Slotted angle (also sometimes referred to as slotted angle iron) is a system of reusable metal strips used to construct shelving, frames, work benches, equipment stands and other structures. The name derives, first, from the use of elongated slots punched into the metal at uniform intervals to enable assembly of structures fixed with nuts and bolts, and second, from the longitudinal folding of the metal strips to form a right angle.

==Invention==
Prototype slotted angle strips were developed by London-based engineer Demetrius Comino in the late 1930s, as he sought alternatives to conventional wooden shelving in his printing works. Comino owned an engineering business, Dexion Ltd, which began production in 1947 and the steel slotted angle strips eventually became known as Dexion.

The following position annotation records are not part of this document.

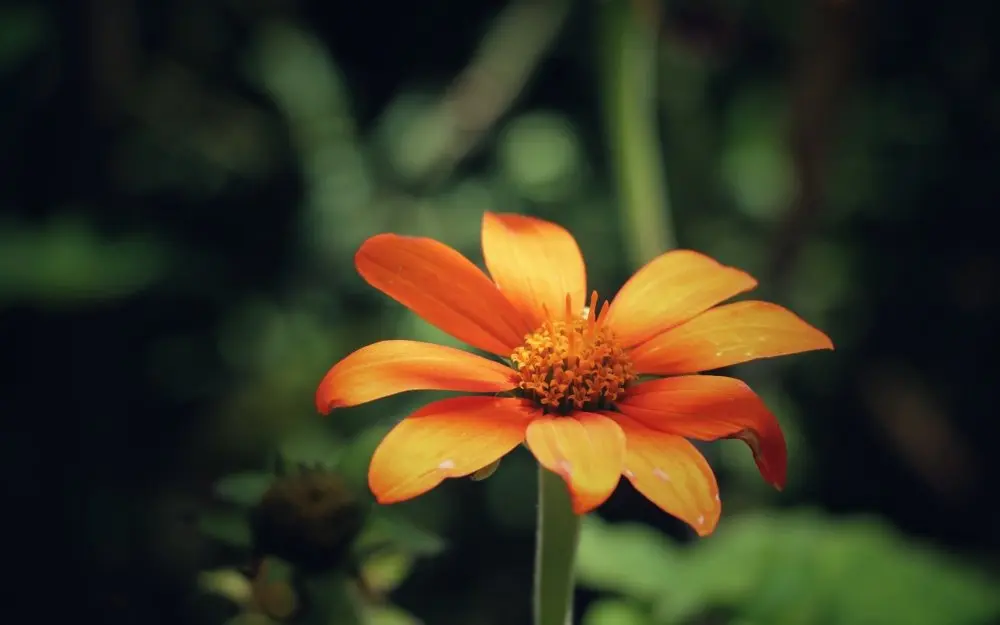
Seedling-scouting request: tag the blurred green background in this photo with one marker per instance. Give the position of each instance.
(184, 184)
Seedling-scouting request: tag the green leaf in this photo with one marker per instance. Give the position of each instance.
(384, 571)
(244, 489)
(229, 526)
(802, 567)
(391, 528)
(615, 612)
(312, 444)
(390, 615)
(628, 558)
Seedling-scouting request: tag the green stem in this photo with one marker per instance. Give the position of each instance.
(629, 94)
(555, 551)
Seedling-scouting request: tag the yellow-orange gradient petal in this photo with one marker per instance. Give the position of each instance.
(536, 264)
(709, 407)
(728, 335)
(587, 450)
(444, 288)
(669, 290)
(670, 472)
(389, 367)
(448, 438)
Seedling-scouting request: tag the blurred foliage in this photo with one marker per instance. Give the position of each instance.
(295, 576)
(777, 568)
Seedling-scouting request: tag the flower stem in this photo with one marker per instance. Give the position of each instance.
(555, 551)
(628, 50)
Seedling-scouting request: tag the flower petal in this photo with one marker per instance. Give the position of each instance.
(669, 290)
(709, 407)
(587, 450)
(536, 265)
(448, 438)
(389, 367)
(728, 335)
(671, 472)
(444, 288)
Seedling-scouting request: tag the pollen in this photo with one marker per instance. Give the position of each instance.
(573, 363)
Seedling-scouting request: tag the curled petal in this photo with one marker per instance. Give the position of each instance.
(728, 335)
(389, 367)
(536, 264)
(587, 450)
(669, 290)
(708, 407)
(444, 288)
(448, 438)
(670, 472)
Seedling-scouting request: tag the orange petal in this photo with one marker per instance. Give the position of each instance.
(444, 288)
(448, 438)
(672, 473)
(728, 335)
(389, 367)
(536, 264)
(709, 407)
(587, 450)
(669, 290)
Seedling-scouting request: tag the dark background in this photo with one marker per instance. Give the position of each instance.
(183, 186)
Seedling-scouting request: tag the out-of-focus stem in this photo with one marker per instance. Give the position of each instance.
(628, 89)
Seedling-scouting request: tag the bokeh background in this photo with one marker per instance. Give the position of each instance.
(184, 184)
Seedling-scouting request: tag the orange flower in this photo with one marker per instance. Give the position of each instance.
(568, 385)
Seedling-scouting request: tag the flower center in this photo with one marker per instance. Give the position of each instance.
(573, 364)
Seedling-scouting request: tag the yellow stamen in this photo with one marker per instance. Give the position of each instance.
(573, 364)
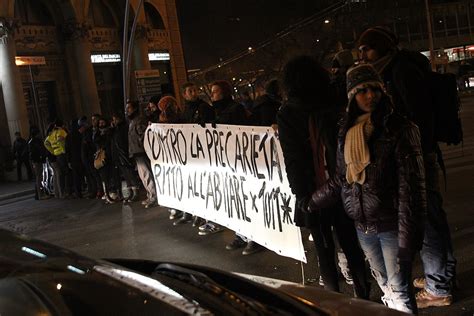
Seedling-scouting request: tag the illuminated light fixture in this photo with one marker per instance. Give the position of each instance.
(105, 58)
(74, 269)
(158, 56)
(33, 252)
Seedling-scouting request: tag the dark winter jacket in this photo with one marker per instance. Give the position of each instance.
(198, 112)
(406, 80)
(136, 133)
(265, 110)
(119, 144)
(74, 147)
(230, 112)
(293, 129)
(393, 195)
(20, 149)
(37, 151)
(87, 148)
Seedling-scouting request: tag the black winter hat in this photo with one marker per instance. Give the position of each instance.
(360, 77)
(379, 38)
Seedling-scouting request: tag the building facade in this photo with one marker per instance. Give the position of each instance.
(77, 69)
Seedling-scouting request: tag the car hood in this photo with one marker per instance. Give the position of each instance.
(121, 286)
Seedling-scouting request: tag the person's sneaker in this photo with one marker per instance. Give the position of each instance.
(321, 282)
(419, 283)
(151, 203)
(425, 299)
(187, 218)
(174, 214)
(197, 221)
(209, 228)
(347, 276)
(251, 248)
(235, 244)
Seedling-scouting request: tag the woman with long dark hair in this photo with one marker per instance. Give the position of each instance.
(307, 125)
(380, 178)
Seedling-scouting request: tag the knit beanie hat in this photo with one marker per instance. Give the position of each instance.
(225, 86)
(360, 77)
(378, 38)
(167, 101)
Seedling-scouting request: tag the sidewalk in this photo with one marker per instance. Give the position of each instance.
(10, 188)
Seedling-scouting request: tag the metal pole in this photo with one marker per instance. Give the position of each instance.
(430, 35)
(130, 45)
(35, 101)
(124, 53)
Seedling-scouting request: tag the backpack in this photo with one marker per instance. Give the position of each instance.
(445, 100)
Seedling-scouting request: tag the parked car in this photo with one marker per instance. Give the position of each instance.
(37, 278)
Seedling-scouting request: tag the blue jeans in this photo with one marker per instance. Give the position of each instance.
(393, 278)
(439, 263)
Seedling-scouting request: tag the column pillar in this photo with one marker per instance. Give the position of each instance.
(10, 80)
(78, 52)
(139, 56)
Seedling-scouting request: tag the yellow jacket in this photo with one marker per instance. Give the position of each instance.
(55, 143)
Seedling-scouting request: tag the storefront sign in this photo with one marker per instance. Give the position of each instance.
(232, 175)
(30, 60)
(158, 56)
(105, 58)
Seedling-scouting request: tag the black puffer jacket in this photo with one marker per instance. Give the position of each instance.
(230, 112)
(393, 195)
(293, 129)
(406, 80)
(119, 144)
(265, 110)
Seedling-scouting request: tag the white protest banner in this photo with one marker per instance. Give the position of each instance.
(232, 175)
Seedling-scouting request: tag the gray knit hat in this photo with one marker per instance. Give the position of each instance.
(360, 77)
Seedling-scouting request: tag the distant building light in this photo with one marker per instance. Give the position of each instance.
(33, 252)
(105, 58)
(158, 56)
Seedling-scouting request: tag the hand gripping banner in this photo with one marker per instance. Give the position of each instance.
(231, 175)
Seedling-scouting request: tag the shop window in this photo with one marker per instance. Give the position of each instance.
(33, 12)
(153, 17)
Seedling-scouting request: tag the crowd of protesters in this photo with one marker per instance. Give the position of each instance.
(360, 155)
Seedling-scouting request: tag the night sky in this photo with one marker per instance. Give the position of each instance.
(213, 29)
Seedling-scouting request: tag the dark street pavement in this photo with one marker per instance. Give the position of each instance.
(110, 231)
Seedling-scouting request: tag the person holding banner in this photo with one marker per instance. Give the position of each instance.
(307, 124)
(136, 133)
(196, 111)
(380, 178)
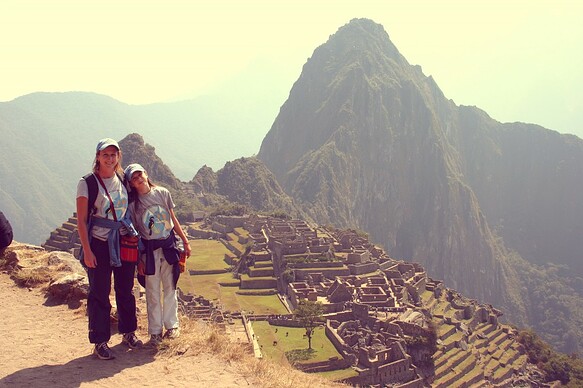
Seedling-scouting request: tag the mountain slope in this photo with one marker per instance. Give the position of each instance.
(48, 140)
(366, 140)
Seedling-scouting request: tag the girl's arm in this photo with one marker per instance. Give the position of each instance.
(180, 232)
(88, 256)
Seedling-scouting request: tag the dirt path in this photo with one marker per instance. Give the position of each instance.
(48, 346)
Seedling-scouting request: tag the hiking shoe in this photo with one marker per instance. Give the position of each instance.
(155, 339)
(103, 351)
(131, 340)
(172, 333)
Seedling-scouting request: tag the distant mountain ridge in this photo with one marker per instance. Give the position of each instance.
(48, 143)
(367, 140)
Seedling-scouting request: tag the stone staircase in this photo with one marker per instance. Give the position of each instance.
(64, 238)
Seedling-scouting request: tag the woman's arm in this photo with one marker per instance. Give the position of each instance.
(88, 256)
(180, 232)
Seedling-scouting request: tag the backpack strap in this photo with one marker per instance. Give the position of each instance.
(92, 192)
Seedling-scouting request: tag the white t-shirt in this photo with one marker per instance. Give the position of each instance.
(151, 214)
(119, 196)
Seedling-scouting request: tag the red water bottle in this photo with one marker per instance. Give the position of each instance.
(181, 256)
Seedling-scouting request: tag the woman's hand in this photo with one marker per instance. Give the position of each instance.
(187, 248)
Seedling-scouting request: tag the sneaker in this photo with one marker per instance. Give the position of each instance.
(103, 351)
(156, 339)
(172, 333)
(131, 340)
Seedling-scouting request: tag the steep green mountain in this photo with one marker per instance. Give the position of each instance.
(367, 140)
(135, 150)
(244, 181)
(48, 140)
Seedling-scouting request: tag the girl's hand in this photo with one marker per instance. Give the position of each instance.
(187, 248)
(141, 268)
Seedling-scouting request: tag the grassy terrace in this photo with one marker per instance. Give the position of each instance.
(234, 241)
(241, 232)
(296, 347)
(208, 255)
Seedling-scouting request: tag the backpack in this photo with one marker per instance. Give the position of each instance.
(92, 190)
(6, 235)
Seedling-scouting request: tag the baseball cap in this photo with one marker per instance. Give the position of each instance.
(104, 143)
(129, 171)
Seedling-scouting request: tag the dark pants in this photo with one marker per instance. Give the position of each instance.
(98, 305)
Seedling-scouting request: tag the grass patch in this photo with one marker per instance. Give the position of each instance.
(196, 338)
(337, 375)
(293, 344)
(259, 304)
(207, 255)
(205, 285)
(234, 241)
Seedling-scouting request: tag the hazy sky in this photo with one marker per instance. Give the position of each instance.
(517, 60)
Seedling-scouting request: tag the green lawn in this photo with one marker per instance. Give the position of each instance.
(294, 343)
(205, 285)
(259, 304)
(234, 241)
(207, 254)
(337, 375)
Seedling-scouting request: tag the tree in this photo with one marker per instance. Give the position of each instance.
(309, 314)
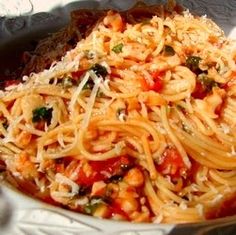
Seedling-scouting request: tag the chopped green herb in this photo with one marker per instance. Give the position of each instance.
(99, 70)
(5, 124)
(118, 48)
(90, 54)
(192, 62)
(168, 50)
(42, 114)
(207, 82)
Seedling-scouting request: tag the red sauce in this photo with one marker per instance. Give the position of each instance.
(225, 208)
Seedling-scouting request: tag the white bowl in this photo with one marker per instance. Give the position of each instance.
(23, 20)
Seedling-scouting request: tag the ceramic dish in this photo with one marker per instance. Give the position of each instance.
(22, 20)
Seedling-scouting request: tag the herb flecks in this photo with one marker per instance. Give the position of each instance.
(207, 82)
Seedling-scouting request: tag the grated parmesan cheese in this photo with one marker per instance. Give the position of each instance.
(64, 180)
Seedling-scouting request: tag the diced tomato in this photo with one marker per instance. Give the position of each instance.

The prior existence of Meccano prevented a generic patent so Dexion patents were restricted to particular slot and hole configurations, and, seeking to emulate Dexion's success, other UK and European companies began offering different sizes, hole patterns and metal strip thicknesses.

==Production==
Steel remains the most commonly used slotted angle material, although aluminium alternatives are also available. The product is generally manufactured from sheet metal using machine presses to form the angle and to punch holes through the metal. The strips are normally produced in a variety of standard lengths, and steel versions are often painted or galvanized to protect them from rust.

==Construction==
To construct items from slotted angle, items can be cut to size (some versions are marked to show the optimum points at which to cut the metal) using special slotted angle cutters or shears, and then fixed with nuts and bolts. Tension plates and other metal strips are also available to add strength to the finished structure.